For quite 25 years, wildlife biologist Ben Kilham has been raising orphaned black bears. The new documentary "Pandas" shows how he's also working with orphaned panda cubs in China.
Here & Now's Lisa Mullins talks with Kilham about his work.
Interview Highlights
On Kilham's method of working with the pandas
I remember once we got our first two pandas, and therefore the pandas are kept in zoo-like conditions. and therefore the keepers were generally scared of pandas, and therefore the keepers immediately observed and complained that the pandas liked Jake better than they liked them. and that we had to elucidate to them that — first of all the Chinese hadn't had pets until recently — and that we had to elucidate to them that that they had to treat the panda love it was a sentient being, love it was another person, and not like an object.
In practicality, it means if you've a dog reception and it is your pet and somebody comes into your house who doesn't like dogs, your dog's not getting to like them either.
The commonality between all species of mammals is extremely close. And if you study behavior, you'll see these commonalities. And it came right to the surface with these first cubs. They didn't like or trust the keepers because the keepers were treating them like objects. As soon because the keepers recognized and understood what we were telling them, the pandas started interacting with them and liking them.

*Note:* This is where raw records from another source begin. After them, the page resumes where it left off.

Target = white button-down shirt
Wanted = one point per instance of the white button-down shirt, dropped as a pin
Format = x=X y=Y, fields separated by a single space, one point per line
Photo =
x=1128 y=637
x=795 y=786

On the similarities and differences between black bears and pandas
I had a rule out New Hampshire and that we maintained it China — we do not inflict our behavior on the bear. If the bears want to play with us, we respond, but we do not go pat them on the top and incite them to wrestle or play or do any of these things.

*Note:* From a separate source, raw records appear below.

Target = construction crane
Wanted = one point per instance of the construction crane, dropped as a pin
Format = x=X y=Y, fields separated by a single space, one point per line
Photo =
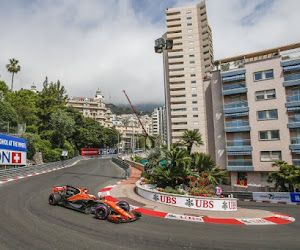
x=135 y=113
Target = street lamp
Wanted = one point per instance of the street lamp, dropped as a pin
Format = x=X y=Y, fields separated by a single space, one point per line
x=160 y=47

The giant panda may be a much earlier sort of bear, around 13 million years old. The black bears are around 6 million years old, and that they came off the evolutionary tree at different stages.
The juvenile period for both of them is eighteen months to 2 years. My examples come from my experience with black bears. I even have a bear named Squirty who has been in both of the books that I've written, who came to me as a three-pound cub that was seven weeks old. She's now 22 years old together with her 11th litter of cubs. She had no experience together with her mother outside of the den. So to offer her that have , i might take her for walks — she instinctively would follow me. But if she wasn't following me, she wouldn't leave a two-acre territory. And on those walks, up to nine hours at a time, she had an experience of her natural environment, of other bears, of potential predators, like coyotes. then i might return her safely to the remote enclosure. She felt obligated to follow me until she reached 18 months old which was the traditional time of dispersal, at which era her behavior changed and she or he was able to get on her own.